Volcanic ash temporarily shut down Mexico City airport; it has now reopened.

Sara B

Increased volcanic activity from the Popocatépetl volcano resulted in the closure of Mexico City's Benito Juarez International Airport and Felipe Angeles Airport on May 20, 2023. Both were shut down temporarily and have since reopened.

The airport was closed due to ash being emitted into the atmosphere from the volcano. The Popocatépetl Volcano (El Popo) is 45 miles southeast of Mexico City and has been active since 1994, when it awoke, it has been spewing fumes, ash, and lumps of incandescent rock.

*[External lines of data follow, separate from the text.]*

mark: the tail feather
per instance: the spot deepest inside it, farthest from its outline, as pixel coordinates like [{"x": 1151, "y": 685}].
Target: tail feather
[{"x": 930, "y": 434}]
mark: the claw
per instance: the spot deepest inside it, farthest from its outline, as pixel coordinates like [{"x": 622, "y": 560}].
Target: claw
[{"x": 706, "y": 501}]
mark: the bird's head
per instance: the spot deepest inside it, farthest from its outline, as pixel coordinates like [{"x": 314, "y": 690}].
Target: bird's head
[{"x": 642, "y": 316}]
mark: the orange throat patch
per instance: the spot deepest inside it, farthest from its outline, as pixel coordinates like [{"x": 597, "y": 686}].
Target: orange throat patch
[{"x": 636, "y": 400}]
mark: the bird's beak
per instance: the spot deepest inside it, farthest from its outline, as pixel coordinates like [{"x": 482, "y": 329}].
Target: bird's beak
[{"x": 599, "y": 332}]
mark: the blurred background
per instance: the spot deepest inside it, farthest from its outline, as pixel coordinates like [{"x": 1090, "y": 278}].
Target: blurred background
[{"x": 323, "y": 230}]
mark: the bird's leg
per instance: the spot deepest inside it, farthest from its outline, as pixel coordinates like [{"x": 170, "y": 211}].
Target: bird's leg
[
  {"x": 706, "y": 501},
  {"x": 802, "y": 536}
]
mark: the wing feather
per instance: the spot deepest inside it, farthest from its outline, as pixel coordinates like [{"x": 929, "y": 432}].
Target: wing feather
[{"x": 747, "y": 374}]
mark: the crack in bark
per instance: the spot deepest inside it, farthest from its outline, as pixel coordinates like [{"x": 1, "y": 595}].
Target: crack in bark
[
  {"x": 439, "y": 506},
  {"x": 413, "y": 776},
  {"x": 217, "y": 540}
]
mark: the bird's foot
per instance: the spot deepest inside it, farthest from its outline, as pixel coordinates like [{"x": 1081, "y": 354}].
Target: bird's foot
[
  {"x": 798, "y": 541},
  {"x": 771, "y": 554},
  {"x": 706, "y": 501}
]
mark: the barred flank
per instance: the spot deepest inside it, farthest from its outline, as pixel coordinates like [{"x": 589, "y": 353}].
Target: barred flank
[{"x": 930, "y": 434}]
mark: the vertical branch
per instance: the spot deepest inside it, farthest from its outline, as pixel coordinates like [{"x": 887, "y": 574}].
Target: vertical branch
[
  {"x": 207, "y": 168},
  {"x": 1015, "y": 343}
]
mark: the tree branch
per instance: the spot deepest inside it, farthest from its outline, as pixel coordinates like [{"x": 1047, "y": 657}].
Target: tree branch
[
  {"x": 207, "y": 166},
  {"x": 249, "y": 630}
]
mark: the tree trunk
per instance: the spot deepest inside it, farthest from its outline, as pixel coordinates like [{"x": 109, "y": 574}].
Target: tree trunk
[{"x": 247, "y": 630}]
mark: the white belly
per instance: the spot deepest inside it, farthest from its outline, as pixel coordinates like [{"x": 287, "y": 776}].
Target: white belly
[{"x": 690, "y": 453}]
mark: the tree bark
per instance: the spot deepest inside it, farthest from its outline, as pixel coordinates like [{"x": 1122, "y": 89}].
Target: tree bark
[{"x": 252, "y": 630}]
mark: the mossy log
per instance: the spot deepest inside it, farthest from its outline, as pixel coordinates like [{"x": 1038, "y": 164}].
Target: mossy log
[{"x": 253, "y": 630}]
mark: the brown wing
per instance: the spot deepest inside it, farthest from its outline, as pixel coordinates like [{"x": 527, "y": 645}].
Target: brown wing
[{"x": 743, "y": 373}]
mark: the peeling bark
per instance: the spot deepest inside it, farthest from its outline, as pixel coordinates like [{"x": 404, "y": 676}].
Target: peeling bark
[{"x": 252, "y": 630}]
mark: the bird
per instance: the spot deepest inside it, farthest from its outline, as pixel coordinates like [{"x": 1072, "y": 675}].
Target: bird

Due to the volcano's proximity to Mexico City, a city with a population of 22 million people, the city is at risk of earthquakes, sinking soil, and a volcanic eruption which would be devastating, and the city would be covered in ash.

The volcano is closely watched at its summit with six cameras, a thermal imaging device, and 12 seismologic monitoring stations, operating 24 hours a day. Unlike an earthquake, the warning times for a volcano are longer, and the peak time is more predictable.

Not only do the scientists monitor the volcano summit, but they also monitor the gases in nearby springs and wind patterns that will help determine which ash could be blown. In addition, those living near the volcano have a volcano stoplight system with three colors, green for safety, yellow for alert, and red for danger. The stoplight has been on yellow for years, often shooting out molten lava.

The closes town of the volcano is Xalitzintla; the town has an evacuation route set in action if and when they are instructed to evacuate. However, according to scientists, they will be able to see a big eruption coming and will be able to order the mass evacuation of towns in a 12-mile radius.

However, the problem would come if not all followed the evacuation request, and if the eruption does happen as planned, those late to leave will cause traffic jams making it difficult to leave. However, the real threat would be if the wind blew toward Mexico City, it would create a cloud of ash 20 centimeters thick.

It would destroy roadways, shut down airports and the metro, and make breathing difficult; the ash would eventually clog the drainage system, poison water supplies, and most likely short-circuit the electricity. In addition, food supplies would be cut off, creating many to suffer and possibly die.

Yet at this time, the volcano is being watched closely, and scientists will be able to determine if it will blow and allow people time to leave the areas and cities.